“How often in life we complete a task that was beyond the capability of the person we were when we started it.” ~Robert Brault
This paragraph sums up how it is that I began my journey to find myself, in a state of total mentalness, upside down and backwards, emotionally and mentally in need of something bigger than I.
I recall early on in my writing, when I was driven to paper for my head couldn’t hold the juxtaposition between what my old beliefs wanted me to do, and the new emerging me challenged, how incredible inept I was at being me.
Two drastically different approaches to life, one driven by the outside the other by the inside.
The new emerging inside me seemed to have this amazing and tantalzing connection that was beyond anything I had ever experienced, its orchestration would leave me speechless and totally supported.
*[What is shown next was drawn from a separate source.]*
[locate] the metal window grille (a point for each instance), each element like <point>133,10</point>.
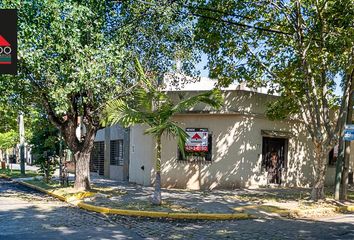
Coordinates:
<point>117,153</point>
<point>97,158</point>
No matter the most dire of situations, I found humor and incredulousness at the audacity it expressed to bring me awareness at just how off base I had lived my life.
The condition of my old self was unstable at best, blind and totally caught in a web of religious and family restrictions, tied down and gagged.
There is no way in hell, this girl should have been able to extricate her self from that old life with no self esteem and self worth. She had nothing within her to guide her, yet she set out anyway, poorly packed, no destination, alone on a trail she had no clue where it was leading, and if that new person would be someone she would even like.
I am not certain how far into this journey I am, or who I will be when it is all said and done, but I am totally amazed that someone like me has gotten this far.
It is indeed by the Grace of God, go I.
What is so thrilling to me is that the person I started out as and who I am today don’t even resemble each other.
One was lost in the darkness without awareness.
The other became aware of the darkness.
“I was blind, but now I see.”
It is like heading out blind for a destination unknown and finding it. Who is more amazed than me? Oh my God, if you only knew how big a task this has been, to tear your life apart while you are living it.
And I am not done, my journey isn’t over, and actually it feels as if I have just begun.
As my friend said, “it is like having a life review while alive…”
It is like watching the old me die while a new me is being born, or the old me birthing the new me.